2012 | Ronald F van Vollenhoven, Michelle A Petri, Ricard Cervera, David A Roth, Beulah N Ji, Christi S Kleoudis, Z John Zhong, William Freimuth
Belimumab is a B lymphocyte stimulator (BLyS) inhibitor used in the treatment of systemic lupus erythematosus (SLE). The BLISS trials, which compared belimumab 1 and 10 mg/kg with placebo in patients with autoantibody-positive SLE, showed that belimumab, when combined with standard therapy, significantly improved SLE Responder Index (SRI) rates compared to standard therapy alone. The SRI measures improvement in disease activity, with a 4-point decrease in SELENA-SLEDAI score being considered clinically meaningful.
Baseline factors associated with a greater response to belimumab included SELENA-SLEDAI scores of 10 or greater, low complement levels, anti-dsDNA positivity, and corticosteroid use. Patients with low complement/anti-dsDNA positivity and SELENA-SLEDAI scores of 10 or greater had the highest response rates to belimumab. In the low complement/anti-dsDNA-positive subgroup, SRI rates at week 52 were 31.7% with placebo, 41.5% with belimumab 1 mg/kg, and 51.5% with belimumab 10 mg/kg. In the SELENA-SLEDAI ≥10 subgroup, the rates were 44.3%, 58.0%, and 63.2%, respectively. Belimumab also reduced the risk of severe flares, corticosteroid use, and improved health-related quality of life (HRQoL).
In the low complement/anti-dsDNA-positive subgroup, belimumab significantly reduced corticosteroid use and the risk of severe flares. The 10 mg/kg dose showed greater benefits than the 1 mg/kg dose. Belimumab was also associated with greater improvements in HRQoL measures, including the Functional Assessment of Chronic Illness Therapy–Fatigue scale and the Short Form 36 health survey physical component summary scores.
Safety data showed similar adverse event rates between belimumab and placebo in the low complement/anti-dsDNA-positive subgroup. Serious adverse events were somewhat more common with belimumab, but there was no excess of adverse events in any individual system organ class. The findings suggest that belimumab has greater therapeutic benefit than standard therapy alone in patients with higher disease activity, anti-dsDNA positivity, low complement levels, or corticosteroid treatment at baseline. These results support the use of belimumab in patients with high disease activity and may help identify SLE disease characteristics that enhance the potential for response to biological therapies.Belimumab is a B lymphocyte stimulator (BLyS) inhibitor used in the treatment of systemic lupus erythematosus (SLE). The BLISS trials, which compared belimumab 1 and 10 mg/kg with placebo in patients with autoantibody-positive SLE, showed that belimumab, when combined with standard therapy, significantly improved SLE Responder Index (SRI) rates compared to standard therapy alone. The SRI measures improvement in disease activity, with a 4-point decrease in SELENA-SLEDAI score being considered clinically meaningful.

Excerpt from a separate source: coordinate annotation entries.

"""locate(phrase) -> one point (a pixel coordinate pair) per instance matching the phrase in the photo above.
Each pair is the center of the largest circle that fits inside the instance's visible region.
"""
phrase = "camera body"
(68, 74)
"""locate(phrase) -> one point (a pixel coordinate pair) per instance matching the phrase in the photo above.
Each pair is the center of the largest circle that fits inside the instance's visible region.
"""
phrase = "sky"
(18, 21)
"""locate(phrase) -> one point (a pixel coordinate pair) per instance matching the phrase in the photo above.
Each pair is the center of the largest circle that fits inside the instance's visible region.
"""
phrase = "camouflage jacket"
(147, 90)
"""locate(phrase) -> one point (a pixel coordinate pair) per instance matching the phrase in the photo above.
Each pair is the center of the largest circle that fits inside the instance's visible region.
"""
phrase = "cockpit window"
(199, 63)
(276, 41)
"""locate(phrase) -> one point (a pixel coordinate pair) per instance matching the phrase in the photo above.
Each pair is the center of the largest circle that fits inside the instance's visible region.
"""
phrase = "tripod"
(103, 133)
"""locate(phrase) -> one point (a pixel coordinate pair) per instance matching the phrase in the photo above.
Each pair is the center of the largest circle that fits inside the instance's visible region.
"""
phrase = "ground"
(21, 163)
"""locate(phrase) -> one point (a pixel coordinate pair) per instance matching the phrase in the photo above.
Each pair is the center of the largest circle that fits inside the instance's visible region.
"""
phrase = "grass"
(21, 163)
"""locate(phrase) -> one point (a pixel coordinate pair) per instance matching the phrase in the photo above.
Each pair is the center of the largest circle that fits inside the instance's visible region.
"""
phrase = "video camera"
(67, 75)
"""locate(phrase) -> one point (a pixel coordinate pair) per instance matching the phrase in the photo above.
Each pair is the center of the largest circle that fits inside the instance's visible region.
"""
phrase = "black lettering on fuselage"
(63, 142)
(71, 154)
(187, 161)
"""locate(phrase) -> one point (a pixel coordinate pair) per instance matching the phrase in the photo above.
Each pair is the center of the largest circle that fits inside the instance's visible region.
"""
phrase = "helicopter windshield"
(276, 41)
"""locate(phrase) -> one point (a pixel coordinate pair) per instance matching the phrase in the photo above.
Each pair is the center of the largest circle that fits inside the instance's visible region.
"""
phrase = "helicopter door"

Baseline factors associated with a greater response to belimumab included SELENA-SLEDAI scores of 10 or greater, low complement levels, anti-dsDNA positivity, and corticosteroid use. Patients with low complement/anti-dsDNA positivity and SELENA-SLEDAI scores of 10 or greater had the highest response rates to belimumab. In the low complement/anti-dsDNA-positive subgroup, SRI rates at week 52 were 31.7% with placebo, 41.5% with belimumab 1 mg/kg, and 51.5% with belimumab 10 mg/kg. In the SELENA-SLEDAI ≥10 subgroup, the rates were 44.3%, 58.0%, and 63.2%, respectively. Belimumab also reduced the risk of severe flares, corticosteroid use, and improved health-related quality of life (HRQoL).
In the low complement/anti-dsDNA-positive subgroup, belimumab significantly reduced corticosteroid use and the risk of severe flares. The 10 mg/kg dose showed greater benefits than the 1 mg/kg dose. Belimumab was also associated with greater improvements in HRQoL measures, including the Functional Assessment of Chronic Illness Therapy–Fatigue scale and the Short Form 36 health survey physical component summary scores.
Safety data showed similar adverse event rates between belimumab and placebo in the low complement/anti-dsDNA-positive subgroup. Serious adverse events were somewhat more common with belimumab, but there was no excess of adverse events in any individual system organ class. The findings suggest that belimumab has greater therapeutic benefit than standard therapy alone in patients with higher disease activity, anti-dsDNA positivity, low complement levels, or corticosteroid treatment at baseline. These results support the use of belimumab in patients with high disease activity and may help identify SLE disease characteristics that enhance the potential for response to biological therapies.